In termini generali quindi, secondo la nostra analisi dei dati, l’attenzione all’ambiente è stabile e “lascia un po’ il tempo che trova”.
In questo contesto naturalmente anche il ruolo della politica non si salva: dal 68% del 2003 passiamo al 57% di oggi dove l’ambiente lascia il posto a tematiche più pressanti di cui, secondo gli intervistati, i nostri politici dovrebbero occuparsi.
Dando un’occhiata al comportamento dei singoli emerge, ad esempio, che l’uso della borsa della spesa è cresciuta del 22% perché in Italia, dall’anno scorso e in via definitiva quest’anno, è obbligatorio non usare i sacchetti di plastica. Anche quando si parla di riutilizzo di materiali, la percentuale sale: dal 2009, ad oggi, il 12% in più dei cittadini riutilizza i materiali e ciò è dovuto anche allo sviluppo dei servizi di raccolta e all’obbligatorietà.
In ultimo, stupisce che, secondo l’analisi Eurisko, nel giro di soli sei mesi (da giugno a dicembre 2011) quasi la metà degli intervistati dichiara di non aver acquistato almeno un prodotto perché non responsabile dal punto di vista ambientale e sociale.
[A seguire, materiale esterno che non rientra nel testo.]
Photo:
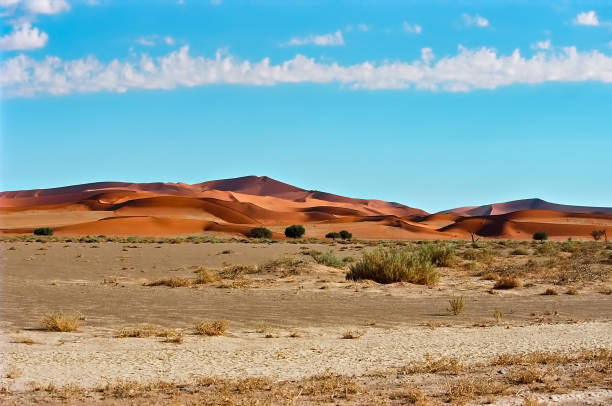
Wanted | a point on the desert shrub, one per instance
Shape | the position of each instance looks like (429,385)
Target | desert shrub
(294,231)
(519,251)
(540,236)
(455,305)
(327,258)
(173,282)
(211,328)
(394,265)
(438,254)
(569,246)
(547,248)
(59,321)
(508,283)
(205,276)
(260,232)
(345,235)
(43,231)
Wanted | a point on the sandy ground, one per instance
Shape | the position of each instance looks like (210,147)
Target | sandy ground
(399,324)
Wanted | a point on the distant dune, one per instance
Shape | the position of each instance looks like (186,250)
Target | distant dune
(525,204)
(234,206)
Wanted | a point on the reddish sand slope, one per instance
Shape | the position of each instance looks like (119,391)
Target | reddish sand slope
(234,206)
(522,224)
(525,204)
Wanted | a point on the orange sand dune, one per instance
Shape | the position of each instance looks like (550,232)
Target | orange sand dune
(522,224)
(525,204)
(234,206)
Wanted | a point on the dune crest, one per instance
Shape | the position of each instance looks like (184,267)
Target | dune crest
(234,206)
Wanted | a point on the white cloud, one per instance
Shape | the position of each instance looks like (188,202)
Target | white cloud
(474,20)
(541,45)
(146,41)
(412,28)
(468,69)
(587,18)
(46,6)
(23,37)
(335,38)
(153,40)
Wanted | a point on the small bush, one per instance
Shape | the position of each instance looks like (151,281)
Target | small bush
(260,232)
(351,335)
(519,251)
(394,265)
(205,276)
(211,328)
(551,292)
(294,231)
(173,282)
(456,305)
(438,254)
(59,321)
(43,231)
(540,236)
(345,235)
(508,283)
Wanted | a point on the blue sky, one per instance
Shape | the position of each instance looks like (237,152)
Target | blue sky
(432,104)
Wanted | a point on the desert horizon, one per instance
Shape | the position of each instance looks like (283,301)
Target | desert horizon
(234,206)
(305,202)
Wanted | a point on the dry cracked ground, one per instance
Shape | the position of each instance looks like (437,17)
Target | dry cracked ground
(177,321)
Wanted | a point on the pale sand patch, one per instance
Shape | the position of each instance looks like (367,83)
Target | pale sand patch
(87,360)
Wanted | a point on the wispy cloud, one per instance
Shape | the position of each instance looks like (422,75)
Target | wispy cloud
(153,40)
(545,44)
(474,20)
(23,37)
(412,28)
(587,18)
(333,39)
(468,69)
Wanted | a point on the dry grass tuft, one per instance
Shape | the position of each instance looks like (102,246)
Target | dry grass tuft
(508,283)
(145,331)
(211,328)
(173,282)
(59,321)
(463,390)
(533,402)
(455,305)
(205,276)
(433,366)
(351,334)
(572,291)
(490,276)
(25,340)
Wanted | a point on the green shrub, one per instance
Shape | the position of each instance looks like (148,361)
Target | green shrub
(327,258)
(294,231)
(438,254)
(540,236)
(43,231)
(260,232)
(395,265)
(519,251)
(345,235)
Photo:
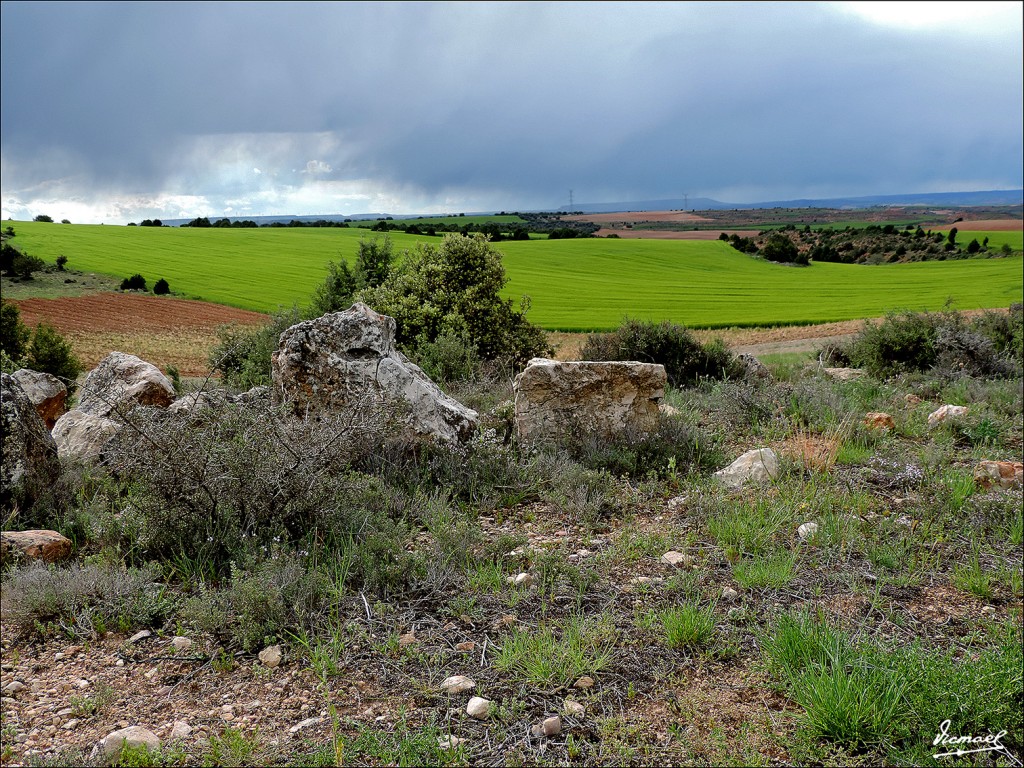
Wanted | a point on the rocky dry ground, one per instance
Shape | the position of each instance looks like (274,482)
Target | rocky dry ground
(64,696)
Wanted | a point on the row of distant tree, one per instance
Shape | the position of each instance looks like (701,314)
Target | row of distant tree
(870,245)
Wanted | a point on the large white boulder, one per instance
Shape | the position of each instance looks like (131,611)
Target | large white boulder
(46,391)
(759,465)
(121,382)
(555,400)
(82,436)
(347,361)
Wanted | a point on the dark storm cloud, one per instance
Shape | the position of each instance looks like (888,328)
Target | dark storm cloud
(262,104)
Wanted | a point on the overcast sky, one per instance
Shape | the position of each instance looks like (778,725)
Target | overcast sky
(119,112)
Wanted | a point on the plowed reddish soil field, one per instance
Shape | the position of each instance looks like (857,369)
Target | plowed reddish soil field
(672,233)
(985,225)
(160,330)
(634,216)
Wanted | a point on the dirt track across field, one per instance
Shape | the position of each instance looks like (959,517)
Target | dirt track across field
(671,233)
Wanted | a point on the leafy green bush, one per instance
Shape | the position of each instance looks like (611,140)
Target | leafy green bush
(13,333)
(373,263)
(944,342)
(781,249)
(449,358)
(25,265)
(455,288)
(243,354)
(686,360)
(134,283)
(45,350)
(50,353)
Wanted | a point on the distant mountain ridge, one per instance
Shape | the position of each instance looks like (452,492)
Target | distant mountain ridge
(960,199)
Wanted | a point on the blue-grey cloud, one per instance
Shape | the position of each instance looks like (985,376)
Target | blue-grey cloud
(263,107)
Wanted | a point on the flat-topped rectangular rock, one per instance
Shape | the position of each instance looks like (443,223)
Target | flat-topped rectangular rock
(555,400)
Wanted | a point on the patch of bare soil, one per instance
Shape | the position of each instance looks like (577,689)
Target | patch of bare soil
(637,216)
(756,341)
(670,233)
(982,225)
(76,694)
(161,330)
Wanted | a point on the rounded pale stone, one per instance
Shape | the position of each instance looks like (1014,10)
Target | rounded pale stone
(457,684)
(478,708)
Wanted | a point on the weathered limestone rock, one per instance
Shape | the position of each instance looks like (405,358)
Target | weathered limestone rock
(457,684)
(554,400)
(807,529)
(758,465)
(347,361)
(82,436)
(46,391)
(548,727)
(196,402)
(845,374)
(944,414)
(877,420)
(48,546)
(29,453)
(270,656)
(122,381)
(135,735)
(1000,474)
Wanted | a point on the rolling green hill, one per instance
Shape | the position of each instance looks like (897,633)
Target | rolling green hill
(573,284)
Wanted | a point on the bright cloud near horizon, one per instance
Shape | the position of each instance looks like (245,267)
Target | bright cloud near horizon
(119,112)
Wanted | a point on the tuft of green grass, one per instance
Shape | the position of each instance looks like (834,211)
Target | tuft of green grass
(551,656)
(688,626)
(859,693)
(970,577)
(771,571)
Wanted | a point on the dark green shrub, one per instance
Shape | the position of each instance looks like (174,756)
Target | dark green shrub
(686,360)
(673,449)
(13,333)
(781,249)
(449,358)
(456,288)
(50,353)
(7,255)
(901,343)
(134,283)
(25,265)
(1005,331)
(945,343)
(373,263)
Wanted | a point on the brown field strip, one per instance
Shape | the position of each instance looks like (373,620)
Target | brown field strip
(161,330)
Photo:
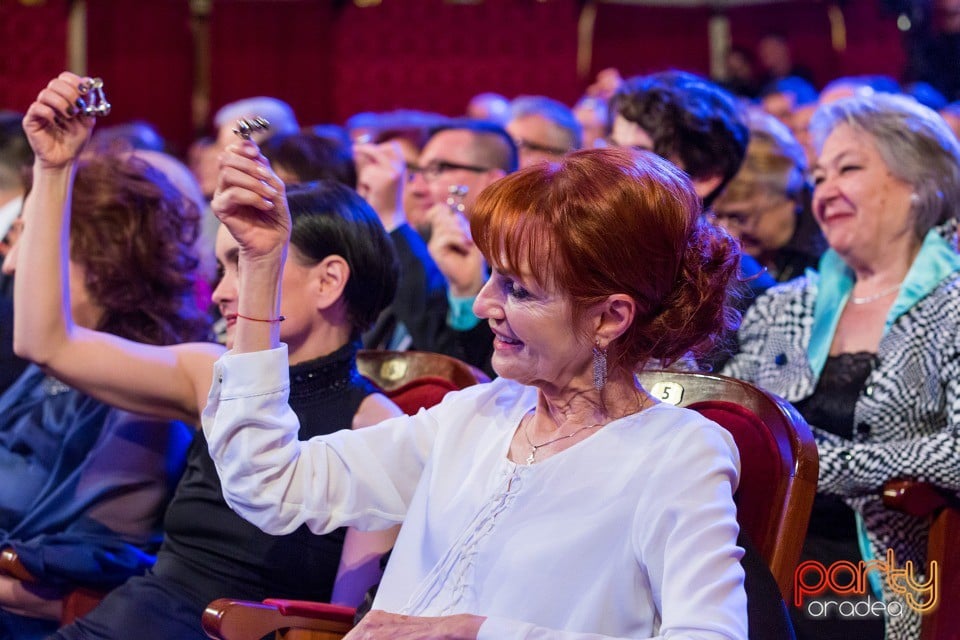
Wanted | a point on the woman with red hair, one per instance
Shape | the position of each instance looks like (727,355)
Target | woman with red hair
(513,492)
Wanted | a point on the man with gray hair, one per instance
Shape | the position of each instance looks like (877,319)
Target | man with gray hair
(543,129)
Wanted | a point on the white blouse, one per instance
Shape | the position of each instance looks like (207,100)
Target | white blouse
(629,533)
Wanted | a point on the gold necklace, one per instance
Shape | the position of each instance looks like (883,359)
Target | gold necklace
(533,447)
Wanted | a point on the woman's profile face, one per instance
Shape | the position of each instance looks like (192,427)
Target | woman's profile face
(535,342)
(859,204)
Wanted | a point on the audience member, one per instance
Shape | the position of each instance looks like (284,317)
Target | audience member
(277,112)
(782,97)
(305,157)
(15,161)
(84,486)
(776,60)
(951,114)
(417,317)
(341,273)
(934,47)
(697,126)
(867,350)
(202,160)
(848,86)
(740,76)
(459,153)
(461,158)
(564,456)
(543,129)
(685,119)
(594,118)
(926,94)
(767,204)
(130,135)
(491,107)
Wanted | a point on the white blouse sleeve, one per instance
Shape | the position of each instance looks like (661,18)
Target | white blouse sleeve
(363,478)
(685,532)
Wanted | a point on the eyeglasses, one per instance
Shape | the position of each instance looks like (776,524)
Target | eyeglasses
(748,212)
(437,168)
(526,145)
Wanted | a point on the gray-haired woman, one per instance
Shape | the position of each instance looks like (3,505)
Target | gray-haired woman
(869,351)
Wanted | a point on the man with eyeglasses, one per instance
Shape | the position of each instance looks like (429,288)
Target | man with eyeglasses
(543,129)
(463,152)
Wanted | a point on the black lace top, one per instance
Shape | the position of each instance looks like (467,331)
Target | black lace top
(831,408)
(213,553)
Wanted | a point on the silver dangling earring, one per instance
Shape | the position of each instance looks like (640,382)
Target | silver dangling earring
(599,366)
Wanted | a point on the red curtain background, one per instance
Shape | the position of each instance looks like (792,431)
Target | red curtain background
(330,59)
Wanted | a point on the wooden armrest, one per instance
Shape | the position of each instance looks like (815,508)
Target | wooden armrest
(10,565)
(919,499)
(227,619)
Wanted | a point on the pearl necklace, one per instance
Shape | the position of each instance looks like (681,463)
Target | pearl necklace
(875,296)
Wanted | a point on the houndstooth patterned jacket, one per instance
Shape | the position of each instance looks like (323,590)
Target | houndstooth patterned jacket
(906,418)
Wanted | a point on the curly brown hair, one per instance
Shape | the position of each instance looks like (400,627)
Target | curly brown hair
(134,234)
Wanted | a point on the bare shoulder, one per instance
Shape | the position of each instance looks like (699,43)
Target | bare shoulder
(374,409)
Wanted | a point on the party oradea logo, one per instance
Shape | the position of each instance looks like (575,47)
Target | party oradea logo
(814,584)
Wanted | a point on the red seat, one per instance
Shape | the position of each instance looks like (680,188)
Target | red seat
(413,380)
(416,379)
(778,459)
(77,602)
(778,480)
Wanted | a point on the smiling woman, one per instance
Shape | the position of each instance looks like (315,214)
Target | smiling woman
(868,350)
(565,456)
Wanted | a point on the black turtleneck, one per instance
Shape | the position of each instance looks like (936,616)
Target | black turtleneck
(214,553)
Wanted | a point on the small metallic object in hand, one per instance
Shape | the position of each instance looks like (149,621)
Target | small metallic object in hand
(455,199)
(94,101)
(246,127)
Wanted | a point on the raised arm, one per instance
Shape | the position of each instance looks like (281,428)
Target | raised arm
(165,381)
(251,202)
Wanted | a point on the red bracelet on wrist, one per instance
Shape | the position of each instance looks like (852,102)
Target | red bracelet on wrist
(277,319)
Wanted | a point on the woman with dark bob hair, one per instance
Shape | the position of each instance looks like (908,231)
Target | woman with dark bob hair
(340,274)
(131,265)
(512,493)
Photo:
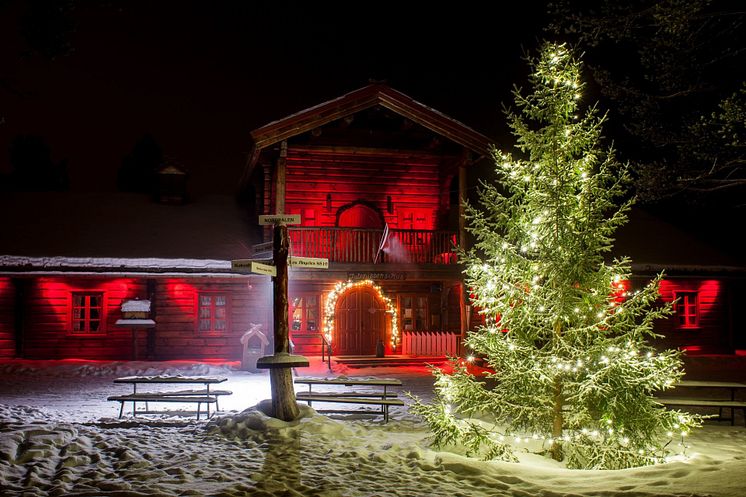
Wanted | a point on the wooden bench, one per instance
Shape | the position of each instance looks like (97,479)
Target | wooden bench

La percentuale di questi virtuosi passa da un terzo a quasi la metà.
Il rispetto della responsabilità sociale d’impresa rimane sempre tra le priorità: le aspettative nei confronti delle aziende sono crescenti. Il 18% in più degli intervistati chiede alle aziende maggiore attenzione verso prodotti che non danneggiano l’ambiente.
Insomma italiani eco-egoisti che, in momenti di crisi, riducono sì i consumi – e i costi – ma senza preoccuparsi delle conseguenze e del bene comune.